JERUSALEM (Jan. 24)
Police lifted a curfew on an Arab neighborhood in East Jerusalem Saturday night, 24 hours after it was imposed because of rioting.
The area affected was A-Tur, on the Mount of Olives, which has about 1,000 Arab inhabitants. The curfew was the first to be applied to any part of Jerusalem since the city was unified after the 1967 Six-Day War. It had immediate political implications.
Hanna Seniora, editor of the East Jerusalem daily Al-Fajr, one of a group of Palestinian leaders who met Sunday with visiting West German Foreign Minister Hans-Dietrich Genscher, said the curfew proved that East Jerusalem was an integral part of the West Bank.
Israel, which has formally annexed East Jerusalem but not the West Bank, has always drawn a distinction between the capital, where Israeli law applies, and the territories, which are run by a civil-military administration that applies Jordanian law to the Palestinian inhabitants.
The curfew on A-Tur was lifted due to the intervention by Mayor Teddy Kollek of Jerusalem, who was clearly disturbed by it. But police officials warned they would not hesitate to clamp curfews on any part of the city where rioting breaks outs.
The rioting at A-Tur, which is a tourist attraction because of its vantage point on the Mount of Olives, followed the end of the Moslem Sabbath on Friday evening.
The city had been quiet most of Friday. A small demonstration on the Temple Mount, site of some of the holiest Islamic shrines, ended without police intervention.
BOTTLES AND BURNING TIRES
But by evening, A-Tur was ablaze with burning tires, blocking the road to the Jerusalem Intercontinental Hotel. Bottles and stones were hurled at passing cars.
According to police, each time they removed roadblocks, new ones were erected. As the situation deteriorated, police drove through the neighborhood in jeeps, using bullhorns to order all residents into their homes.
The curfew remained in force throughout the night and all day Saturday, as city officials negotiated with local Arab leaders for a commitment that the rioting would not be resumed.
Jerusalem Police Chief Yosef Yehudai said, “I hope all residents of East Jerusalem will understand the message.
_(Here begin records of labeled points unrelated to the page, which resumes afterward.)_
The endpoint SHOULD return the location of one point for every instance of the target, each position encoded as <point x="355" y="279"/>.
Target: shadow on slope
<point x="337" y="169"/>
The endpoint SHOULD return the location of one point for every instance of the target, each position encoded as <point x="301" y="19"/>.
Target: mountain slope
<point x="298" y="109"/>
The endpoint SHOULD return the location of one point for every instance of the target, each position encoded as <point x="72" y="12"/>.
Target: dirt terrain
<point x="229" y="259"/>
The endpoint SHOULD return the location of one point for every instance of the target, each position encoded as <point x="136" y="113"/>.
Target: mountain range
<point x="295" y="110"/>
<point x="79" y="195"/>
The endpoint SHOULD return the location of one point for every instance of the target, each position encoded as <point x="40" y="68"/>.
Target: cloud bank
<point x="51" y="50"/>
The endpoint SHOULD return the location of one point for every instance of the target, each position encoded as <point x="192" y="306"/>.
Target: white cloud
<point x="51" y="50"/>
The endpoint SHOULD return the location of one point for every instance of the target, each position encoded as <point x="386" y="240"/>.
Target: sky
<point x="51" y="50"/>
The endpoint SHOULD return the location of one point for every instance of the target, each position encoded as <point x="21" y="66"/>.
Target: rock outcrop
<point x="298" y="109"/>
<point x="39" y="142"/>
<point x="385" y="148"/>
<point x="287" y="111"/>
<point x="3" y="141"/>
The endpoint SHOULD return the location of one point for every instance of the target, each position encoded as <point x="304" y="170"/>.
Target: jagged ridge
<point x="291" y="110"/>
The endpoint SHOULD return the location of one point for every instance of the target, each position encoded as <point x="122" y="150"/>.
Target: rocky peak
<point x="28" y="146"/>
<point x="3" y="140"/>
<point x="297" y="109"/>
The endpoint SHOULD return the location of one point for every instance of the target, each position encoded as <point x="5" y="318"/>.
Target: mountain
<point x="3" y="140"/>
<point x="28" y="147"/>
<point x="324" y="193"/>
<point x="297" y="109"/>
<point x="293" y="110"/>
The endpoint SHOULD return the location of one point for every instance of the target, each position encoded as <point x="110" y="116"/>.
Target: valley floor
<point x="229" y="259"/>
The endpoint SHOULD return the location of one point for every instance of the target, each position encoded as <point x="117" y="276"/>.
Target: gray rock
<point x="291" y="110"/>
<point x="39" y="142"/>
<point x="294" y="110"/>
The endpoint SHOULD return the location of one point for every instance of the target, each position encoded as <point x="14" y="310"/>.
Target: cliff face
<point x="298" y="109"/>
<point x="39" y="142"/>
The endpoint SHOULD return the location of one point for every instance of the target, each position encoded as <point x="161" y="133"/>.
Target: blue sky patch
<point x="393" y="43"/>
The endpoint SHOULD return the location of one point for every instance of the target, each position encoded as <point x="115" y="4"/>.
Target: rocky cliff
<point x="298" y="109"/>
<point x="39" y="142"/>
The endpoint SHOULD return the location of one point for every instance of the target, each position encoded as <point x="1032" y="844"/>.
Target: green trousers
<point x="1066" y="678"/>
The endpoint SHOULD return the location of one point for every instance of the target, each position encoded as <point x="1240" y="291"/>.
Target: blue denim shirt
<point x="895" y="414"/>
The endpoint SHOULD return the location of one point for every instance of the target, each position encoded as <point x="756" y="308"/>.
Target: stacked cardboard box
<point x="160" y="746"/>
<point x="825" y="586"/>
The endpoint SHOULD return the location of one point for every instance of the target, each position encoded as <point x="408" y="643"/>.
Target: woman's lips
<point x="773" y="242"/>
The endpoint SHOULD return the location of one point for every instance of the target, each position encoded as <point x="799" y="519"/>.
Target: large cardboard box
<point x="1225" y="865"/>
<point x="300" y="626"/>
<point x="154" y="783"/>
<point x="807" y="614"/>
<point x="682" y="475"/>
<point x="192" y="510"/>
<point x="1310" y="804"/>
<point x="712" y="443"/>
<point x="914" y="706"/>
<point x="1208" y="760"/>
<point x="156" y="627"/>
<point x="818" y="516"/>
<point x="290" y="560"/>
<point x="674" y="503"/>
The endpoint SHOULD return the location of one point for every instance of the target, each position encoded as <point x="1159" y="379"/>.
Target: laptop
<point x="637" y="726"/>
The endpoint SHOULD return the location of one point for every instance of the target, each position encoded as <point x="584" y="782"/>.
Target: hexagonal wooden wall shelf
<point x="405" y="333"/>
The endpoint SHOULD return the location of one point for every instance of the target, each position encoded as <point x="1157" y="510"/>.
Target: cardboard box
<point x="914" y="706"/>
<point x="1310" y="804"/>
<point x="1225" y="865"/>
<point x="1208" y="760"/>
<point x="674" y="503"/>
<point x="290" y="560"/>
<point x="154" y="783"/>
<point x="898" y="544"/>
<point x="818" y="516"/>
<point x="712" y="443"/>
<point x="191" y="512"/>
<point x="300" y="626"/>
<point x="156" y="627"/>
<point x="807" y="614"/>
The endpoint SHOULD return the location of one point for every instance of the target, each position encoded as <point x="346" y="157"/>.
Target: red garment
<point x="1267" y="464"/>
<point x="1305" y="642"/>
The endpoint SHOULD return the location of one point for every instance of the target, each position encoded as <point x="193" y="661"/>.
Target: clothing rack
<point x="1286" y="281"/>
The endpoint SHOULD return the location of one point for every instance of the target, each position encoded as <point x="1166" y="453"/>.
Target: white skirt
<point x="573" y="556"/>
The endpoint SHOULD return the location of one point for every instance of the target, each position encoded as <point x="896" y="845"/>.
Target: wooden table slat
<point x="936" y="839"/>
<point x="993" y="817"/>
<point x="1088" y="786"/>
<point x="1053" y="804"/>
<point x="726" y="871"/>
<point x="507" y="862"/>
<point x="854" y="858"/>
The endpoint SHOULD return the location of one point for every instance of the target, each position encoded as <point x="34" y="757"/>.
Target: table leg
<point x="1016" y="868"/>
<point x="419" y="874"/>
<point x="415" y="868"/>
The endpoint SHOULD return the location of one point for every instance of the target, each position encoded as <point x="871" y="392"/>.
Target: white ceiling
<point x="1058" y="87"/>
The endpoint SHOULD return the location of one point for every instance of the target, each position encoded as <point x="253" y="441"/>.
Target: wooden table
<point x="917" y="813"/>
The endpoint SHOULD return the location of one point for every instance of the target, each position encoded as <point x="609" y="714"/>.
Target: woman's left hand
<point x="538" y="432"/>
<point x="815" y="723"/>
If they don’t let us live in peace, neither will they.”
Kollck was angered because the police acted without consulting him. He maintained that unrest in the city can be handled without resorting to curfews, a holdover from the British Mandate’s emergency regulations, which are not applied in Israeli territory.
The situation was relatively calm elsewhere over the weekend. But soldiers wounded an Arab youth with rubber bullets during a demonstration Sunday in Ramallah.
Curfews were lifted at most refugee camps in the Gaza Strip, but not on the biggest of all, Jabalya, which has about 50,000 inhabitants.
A curfew also remained in force in some parts of the large refugee camp at Rafah at the southernmost end of the Gaza Strip.